# The Last Frequency: Final Winning Ensemble (1-Channel Fix)

Этот блокнот настроен на работу с твоими текущими 1-канальными весами. 
Если ты переобучишь модели с Delta-признаками, нужно будет вернуть 3 канала.

In [None]:
import os, json, numpy as np, pandas as pd, torch, torch.nn as nn, torch.nn.functional as F, torchaudio, torchvision.models as models
from tqdm.auto import tqdm
from torch.utils.data import DataLoader, Dataset

device = torch.device('cuda' if torch.cuda.is_available() else 'cpu')
MODEL_PATH = '/kaggle/input/the-last-frequency-models'
DATA_DIR = '/kaggle/input/the-last-frequency'

class CFG:
    sample_rate, n_fft, hop_length, n_mels, target_frames = 16000, 1024, 256, 128, 64
    batch_size = 128
    num_classes = 35
    in_channels = 1 # МЕНЯЕМ НА 1, чтобы совпало с твоими весами

with open(f'{DATA_DIR}/label_map.json') as f: 
    label_map = {int(k): v for k, v in json.load(f).items()}

class SpecTransform(nn.Module):
    def __init__(self):
        super().__init__()
        self.mel_spec = torchaudio.transforms.MelSpectrogram(sample_rate=CFG.sample_rate, n_fft=CFG.n_fft, hop_length=CFG.hop_length, n_mels=CFG.n_mels)
        self.amp_to_db = torchaudio.transforms.AmplitudeToDB()
    def forward(self, x):
        spec = self.amp_to_db(self.mel_spec(x))
        if spec.shape[-1] > CFG.target_frames: spec = spec[..., :CFG.target_frames]
        elif spec.shape[-1] < CFG.target_frames: spec = F.pad(spec, (0, CFG.target_frames - spec.shape[-1]))
        return spec.unsqueeze(1) # Возвращаем (B, 1, F, T)

class AudioResNet(nn.Module):
    def __init__(self, arch='resnet18'):
        super().__init__()
        if arch == 'resnet18': model = models.resnet18(weights=None)
        else: model = models.resnet34(weights=None)
        
        # ФИКС: Устанавливаем 1 входной канал для conv1, чтобы совпало с весами [64, 1, 7, 7]
        model.conv1 = nn.Conv2d(CFG.in_channels, 64, kernel_size=7, stride=2, padding=3, bias=False)
        
        model.fc = nn.Sequential(
            nn.Dropout(0.3),
            nn.Linear(model.fc.in_features, CFG.num_classes)
        )
        self.backbone, self.spec_layer = model, SpecTransform()
    def forward(self, x): return self.backbone(self.spec_layer(x))

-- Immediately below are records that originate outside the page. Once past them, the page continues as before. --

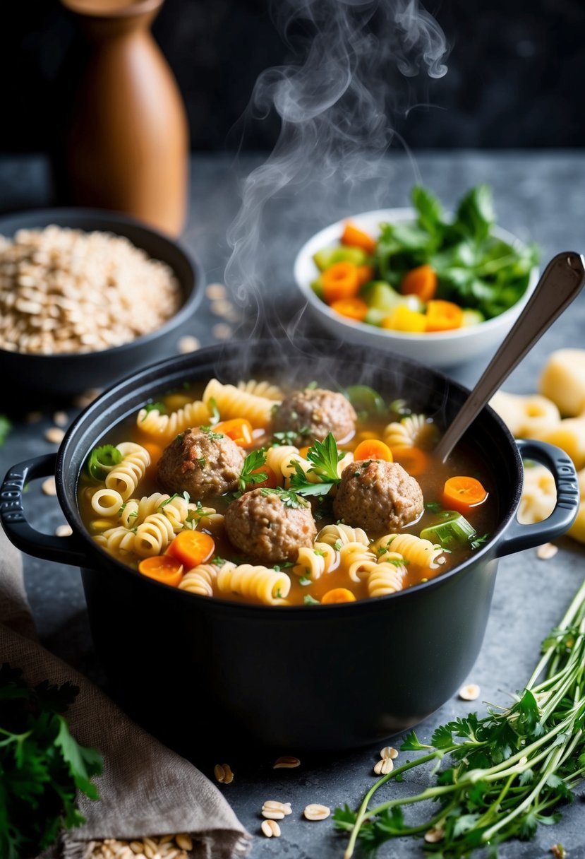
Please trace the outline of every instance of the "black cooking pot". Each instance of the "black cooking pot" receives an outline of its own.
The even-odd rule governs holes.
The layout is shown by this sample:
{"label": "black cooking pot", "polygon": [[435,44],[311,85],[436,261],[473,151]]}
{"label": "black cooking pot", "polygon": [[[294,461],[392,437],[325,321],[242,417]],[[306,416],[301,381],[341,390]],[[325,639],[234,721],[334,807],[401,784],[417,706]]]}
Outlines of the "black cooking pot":
{"label": "black cooking pot", "polygon": [[[264,341],[212,347],[135,374],[75,422],[56,455],[10,469],[2,521],[37,557],[81,567],[95,649],[115,692],[148,727],[184,750],[227,731],[292,748],[343,748],[381,740],[425,718],[461,685],[484,637],[499,557],[558,537],[579,505],[575,469],[556,448],[515,442],[489,408],[466,434],[491,471],[498,526],[464,564],[408,590],[354,603],[276,608],[196,596],[124,566],[96,545],[78,510],[89,451],[114,423],[187,381],[274,378],[323,387],[366,384],[406,398],[439,425],[467,392],[443,375],[386,352],[333,342]],[[522,456],[554,474],[558,502],[545,522],[516,519]],[[73,536],[41,534],[22,510],[24,484],[55,472]],[[187,710],[187,694],[195,708]],[[171,702],[172,705],[171,705]]]}

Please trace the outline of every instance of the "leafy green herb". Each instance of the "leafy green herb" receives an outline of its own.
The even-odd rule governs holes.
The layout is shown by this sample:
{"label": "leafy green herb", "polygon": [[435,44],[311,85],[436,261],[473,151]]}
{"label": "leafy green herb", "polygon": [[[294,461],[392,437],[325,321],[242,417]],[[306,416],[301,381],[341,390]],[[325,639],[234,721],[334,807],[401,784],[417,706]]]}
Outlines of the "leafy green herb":
{"label": "leafy green herb", "polygon": [[[263,448],[259,448],[258,450],[253,450],[251,454],[248,454],[238,478],[238,485],[241,492],[245,491],[246,486],[263,483],[268,478],[268,472],[256,472],[257,468],[262,468],[265,465],[266,450]],[[253,472],[256,472],[256,473],[254,474]]]}
{"label": "leafy green herb", "polygon": [[305,606],[320,606],[321,603],[318,600],[315,600],[311,594],[305,594],[303,597],[303,602]]}
{"label": "leafy green herb", "polygon": [[6,415],[0,415],[0,448],[6,441],[8,434],[10,432],[11,429],[12,423]]}
{"label": "leafy green herb", "polygon": [[61,829],[85,820],[76,791],[99,799],[91,779],[98,751],[80,746],[63,716],[79,689],[44,682],[32,688],[21,671],[0,668],[0,856],[21,859],[50,847]]}
{"label": "leafy green herb", "polygon": [[[428,745],[411,731],[401,748],[422,754],[380,778],[357,812],[335,810],[335,826],[350,833],[345,859],[358,842],[373,851],[390,838],[431,829],[438,840],[425,849],[437,857],[463,859],[487,845],[495,856],[498,844],[531,838],[539,824],[559,819],[558,806],[585,776],[585,582],[542,650],[510,706],[441,725]],[[369,807],[389,779],[433,763],[434,784]],[[404,820],[403,809],[427,800],[434,801],[428,816]]]}
{"label": "leafy green herb", "polygon": [[124,456],[113,444],[93,448],[87,460],[87,471],[94,480],[103,480],[108,472],[122,462]]}

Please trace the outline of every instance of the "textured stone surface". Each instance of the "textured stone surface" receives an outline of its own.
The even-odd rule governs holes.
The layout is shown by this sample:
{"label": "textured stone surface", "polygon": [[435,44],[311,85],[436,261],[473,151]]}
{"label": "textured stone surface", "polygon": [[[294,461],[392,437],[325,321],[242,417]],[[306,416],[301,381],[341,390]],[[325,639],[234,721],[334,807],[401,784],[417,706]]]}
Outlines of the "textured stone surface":
{"label": "textured stone surface", "polygon": [[[388,206],[405,204],[408,189],[419,178],[405,157],[395,156],[394,161],[395,178],[383,204]],[[257,163],[257,160],[247,159],[236,168],[228,159],[218,157],[198,157],[193,161],[190,217],[184,241],[202,259],[208,283],[223,277],[228,253],[226,230],[238,204],[238,171],[245,175]],[[422,181],[434,188],[446,204],[452,204],[473,184],[492,183],[499,223],[524,239],[539,242],[545,261],[561,250],[583,249],[585,156],[580,154],[425,154],[418,157],[417,167]],[[0,161],[0,188],[5,209],[50,201],[43,164],[32,159]],[[312,232],[344,213],[342,196],[341,192],[338,207],[328,219],[311,216],[309,193],[290,198],[282,195],[273,207],[269,233],[262,236],[258,252],[268,264],[269,285],[264,286],[262,300],[274,314],[268,326],[269,331],[292,334],[297,328],[307,326],[292,288],[292,263],[297,249]],[[375,208],[379,202],[377,199],[372,206],[371,199],[354,187],[351,208],[346,200],[345,214]],[[253,307],[253,302],[247,306],[246,332],[250,332],[250,322],[256,321],[250,309]],[[212,343],[212,328],[218,321],[222,320],[212,312],[206,298],[193,321],[192,333],[202,344]],[[547,354],[562,346],[584,347],[583,331],[585,295],[576,301],[525,358],[506,384],[507,389],[534,391]],[[487,360],[485,357],[454,369],[452,375],[466,384],[473,384]],[[33,409],[34,403],[30,407]],[[70,417],[75,413],[74,409],[68,411]],[[16,427],[0,450],[3,472],[14,463],[55,449],[44,439],[44,431],[51,424],[51,415],[47,411],[40,423]],[[29,515],[41,530],[53,533],[63,522],[56,499],[43,496],[39,486],[32,486],[26,499]],[[485,639],[468,678],[469,682],[480,685],[480,698],[475,705],[456,698],[448,701],[417,728],[421,740],[427,740],[434,728],[446,719],[464,716],[470,710],[483,710],[483,700],[505,704],[508,693],[522,687],[528,679],[541,639],[560,619],[585,570],[582,547],[569,539],[559,540],[558,545],[561,551],[549,561],[539,561],[535,550],[530,550],[501,562]],[[92,653],[77,570],[27,557],[26,582],[43,641],[99,682],[104,682]],[[347,694],[352,694],[350,689]],[[181,707],[178,699],[178,717]],[[186,712],[184,717],[188,718]],[[394,745],[399,742],[396,739]],[[333,832],[330,821],[310,823],[302,818],[302,810],[310,802],[333,808],[347,801],[355,807],[372,783],[371,769],[377,751],[376,747],[323,756],[299,752],[301,766],[294,770],[273,770],[276,754],[272,752],[251,754],[242,749],[239,754],[233,755],[227,762],[235,773],[234,782],[220,789],[244,825],[257,836],[252,856],[340,856],[345,842]],[[295,752],[281,749],[278,754]],[[213,750],[213,754],[217,759],[208,760],[206,756],[199,761],[211,777],[213,763],[223,762],[220,749]],[[382,797],[394,795],[399,787],[383,789]],[[581,799],[564,809],[562,822],[542,827],[534,842],[515,842],[502,847],[503,859],[545,859],[557,841],[564,844],[570,859],[585,856],[582,795],[582,790]],[[281,822],[282,836],[279,839],[267,839],[260,834],[260,809],[267,799],[290,801],[292,805],[292,814]],[[397,841],[384,845],[379,856],[382,859],[407,859],[419,856],[421,852],[419,844]]]}

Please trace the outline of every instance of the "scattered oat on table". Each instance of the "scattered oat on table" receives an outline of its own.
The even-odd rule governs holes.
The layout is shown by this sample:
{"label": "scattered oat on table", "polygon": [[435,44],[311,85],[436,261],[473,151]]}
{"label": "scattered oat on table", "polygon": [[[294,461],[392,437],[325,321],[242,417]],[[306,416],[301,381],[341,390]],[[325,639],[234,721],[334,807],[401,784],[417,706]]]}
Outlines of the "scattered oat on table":
{"label": "scattered oat on table", "polygon": [[180,337],[177,343],[177,350],[181,355],[186,355],[188,352],[196,352],[198,349],[201,349],[201,343],[196,337],[192,337],[190,334]]}
{"label": "scattered oat on table", "polygon": [[480,691],[477,683],[467,683],[467,685],[461,686],[459,690],[459,697],[461,701],[474,701],[479,698]]}
{"label": "scattered oat on table", "polygon": [[558,551],[558,546],[554,543],[544,543],[536,550],[536,555],[541,561],[548,561],[549,557],[554,557]]}
{"label": "scattered oat on table", "polygon": [[57,495],[57,484],[55,483],[55,478],[47,478],[46,480],[43,480],[40,488],[45,495]]}
{"label": "scattered oat on table", "polygon": [[45,433],[45,438],[51,444],[60,444],[63,442],[65,433],[60,427],[51,427]]}
{"label": "scattered oat on table", "polygon": [[303,813],[307,820],[324,820],[331,813],[331,809],[327,806],[319,805],[318,802],[312,802],[305,807]]}
{"label": "scattered oat on table", "polygon": [[300,766],[300,761],[292,755],[283,755],[274,761],[273,770],[292,770],[295,766]]}

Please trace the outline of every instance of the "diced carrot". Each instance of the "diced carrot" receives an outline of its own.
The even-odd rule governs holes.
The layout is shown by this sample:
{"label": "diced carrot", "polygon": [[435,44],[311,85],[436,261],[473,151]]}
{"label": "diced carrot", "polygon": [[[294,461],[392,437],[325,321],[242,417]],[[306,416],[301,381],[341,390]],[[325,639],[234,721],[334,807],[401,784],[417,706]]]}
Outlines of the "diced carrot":
{"label": "diced carrot", "polygon": [[394,461],[401,466],[411,477],[424,474],[429,468],[429,458],[420,448],[410,448],[406,445],[392,448]]}
{"label": "diced carrot", "polygon": [[353,298],[359,290],[358,266],[348,260],[334,263],[321,276],[323,298],[328,304],[340,298]]}
{"label": "diced carrot", "polygon": [[434,301],[426,305],[426,331],[452,331],[461,328],[463,311],[453,302]]}
{"label": "diced carrot", "polygon": [[172,557],[176,557],[190,570],[198,564],[208,561],[215,551],[214,538],[204,531],[179,531],[166,550]]}
{"label": "diced carrot", "polygon": [[183,564],[170,555],[144,557],[138,564],[138,571],[150,579],[156,579],[166,585],[176,588],[183,578]]}
{"label": "diced carrot", "polygon": [[252,424],[245,417],[233,417],[231,421],[220,421],[214,432],[228,436],[240,448],[249,448],[252,443]]}
{"label": "diced carrot", "polygon": [[361,298],[358,298],[357,296],[354,298],[338,298],[336,302],[331,302],[329,307],[341,316],[346,316],[347,319],[354,320],[356,322],[363,321],[368,312],[368,306],[365,302],[363,302]]}
{"label": "diced carrot", "polygon": [[437,292],[437,272],[428,263],[407,271],[401,283],[403,295],[418,295],[423,302],[430,302]]}
{"label": "diced carrot", "polygon": [[420,333],[426,328],[426,319],[417,310],[411,310],[406,305],[401,304],[395,308],[389,316],[384,316],[380,325],[390,331]]}
{"label": "diced carrot", "polygon": [[343,227],[341,244],[350,247],[361,247],[366,253],[373,253],[376,250],[376,240],[349,221],[346,221]]}
{"label": "diced carrot", "polygon": [[487,492],[475,478],[466,476],[449,478],[443,490],[443,505],[447,510],[456,510],[466,515],[487,498]]}
{"label": "diced carrot", "polygon": [[359,460],[383,460],[384,462],[392,462],[392,451],[377,438],[366,439],[360,442],[353,451],[353,459]]}
{"label": "diced carrot", "polygon": [[276,489],[279,485],[278,478],[273,472],[269,466],[260,466],[259,468],[254,468],[250,473],[250,474],[266,474],[266,480],[262,480],[259,484],[247,484],[246,489],[262,489],[266,487],[267,489]]}
{"label": "diced carrot", "polygon": [[333,588],[323,594],[321,605],[327,606],[334,602],[355,602],[355,597],[347,588]]}
{"label": "diced carrot", "polygon": [[368,281],[373,280],[374,274],[375,271],[371,265],[358,265],[358,281],[360,286],[367,283]]}

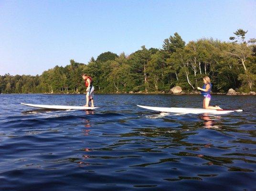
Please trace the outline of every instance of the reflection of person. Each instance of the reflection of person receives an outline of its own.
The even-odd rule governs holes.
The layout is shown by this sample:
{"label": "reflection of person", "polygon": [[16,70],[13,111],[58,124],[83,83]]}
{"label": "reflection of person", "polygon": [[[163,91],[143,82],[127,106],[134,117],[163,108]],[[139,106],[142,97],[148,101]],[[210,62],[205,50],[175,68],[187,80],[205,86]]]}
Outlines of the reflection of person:
{"label": "reflection of person", "polygon": [[89,106],[89,101],[90,101],[91,103],[92,107],[94,107],[93,96],[94,94],[94,87],[93,85],[93,79],[92,78],[87,75],[86,74],[83,74],[82,77],[83,79],[85,80],[85,87],[86,87],[86,104],[85,106],[85,107]]}
{"label": "reflection of person", "polygon": [[211,83],[211,80],[208,76],[205,76],[203,78],[203,83],[204,85],[203,87],[203,88],[197,87],[197,89],[200,90],[201,94],[203,96],[204,98],[203,99],[203,108],[204,109],[222,109],[218,106],[210,106],[209,105],[212,96],[211,96],[211,91],[212,91],[212,84]]}
{"label": "reflection of person", "polygon": [[203,116],[203,119],[204,120],[204,126],[206,128],[210,128],[213,127],[213,120],[208,116]]}

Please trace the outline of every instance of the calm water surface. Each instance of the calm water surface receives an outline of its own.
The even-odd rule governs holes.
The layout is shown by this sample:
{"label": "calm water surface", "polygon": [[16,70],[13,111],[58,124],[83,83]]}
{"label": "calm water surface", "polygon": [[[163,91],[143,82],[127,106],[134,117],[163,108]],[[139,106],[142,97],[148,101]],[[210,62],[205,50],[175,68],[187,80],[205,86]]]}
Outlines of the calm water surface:
{"label": "calm water surface", "polygon": [[199,107],[200,96],[0,95],[0,191],[256,190],[256,96],[213,96],[222,116],[139,108]]}

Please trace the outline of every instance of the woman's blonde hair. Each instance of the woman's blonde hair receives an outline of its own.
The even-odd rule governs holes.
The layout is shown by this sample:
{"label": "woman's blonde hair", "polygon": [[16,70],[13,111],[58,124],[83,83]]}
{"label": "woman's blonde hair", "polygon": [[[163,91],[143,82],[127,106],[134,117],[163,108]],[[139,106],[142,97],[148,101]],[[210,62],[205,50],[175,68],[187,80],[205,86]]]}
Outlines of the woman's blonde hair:
{"label": "woman's blonde hair", "polygon": [[203,79],[205,80],[207,83],[211,83],[211,80],[210,79],[210,78],[208,76],[205,76]]}

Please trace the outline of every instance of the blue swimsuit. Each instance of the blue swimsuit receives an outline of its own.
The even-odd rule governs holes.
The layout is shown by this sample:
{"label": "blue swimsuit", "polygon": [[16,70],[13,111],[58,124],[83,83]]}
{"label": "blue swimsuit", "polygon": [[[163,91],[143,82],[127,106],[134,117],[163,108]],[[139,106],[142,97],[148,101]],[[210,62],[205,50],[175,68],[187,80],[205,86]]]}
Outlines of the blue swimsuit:
{"label": "blue swimsuit", "polygon": [[203,86],[203,89],[206,89],[206,85],[207,84],[209,84],[210,85],[210,88],[209,88],[207,92],[201,91],[201,94],[203,96],[204,98],[209,97],[210,99],[211,99],[212,98],[212,96],[211,96],[210,94],[211,91],[212,91],[212,84],[209,83],[204,85]]}

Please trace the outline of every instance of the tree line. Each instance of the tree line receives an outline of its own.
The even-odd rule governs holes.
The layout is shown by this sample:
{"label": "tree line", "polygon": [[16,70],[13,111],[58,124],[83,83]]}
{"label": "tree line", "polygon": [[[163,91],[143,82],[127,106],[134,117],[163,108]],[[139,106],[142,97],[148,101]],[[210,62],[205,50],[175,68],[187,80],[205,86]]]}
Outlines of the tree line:
{"label": "tree line", "polygon": [[238,29],[230,42],[202,38],[186,44],[177,32],[165,39],[161,49],[141,49],[129,55],[107,52],[87,64],[71,60],[41,75],[0,75],[3,93],[84,92],[83,74],[92,77],[97,93],[169,92],[177,85],[196,91],[209,76],[214,92],[229,88],[255,91],[256,40],[245,41],[247,31]]}

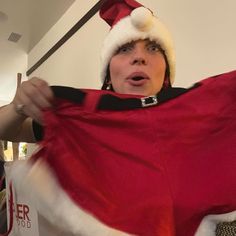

class AudioEffNet(nn.Module):
    def __init__(self):
        super().__init__()
        model = models.efficientnet_b0(weights=None)
        # ФИКС: 1 канал для EffNet
        old_conv = model.features[0][0]
        model.features[0][0] = nn.Conv2d(CFG.in_channels, old_conv.out_channels, 3, stride=2, padding=1, bias=False)
        
        model.classifier[1] = nn.Sequential(
            nn.Dropout(0.3),
            nn.Linear(model.classifier[1].in_features, CFG.num_classes)
        )
        self.backbone, self.spec_layer = model, SpecTransform()
    def forward(self, x): return self.backbone(self.spec_layer(x))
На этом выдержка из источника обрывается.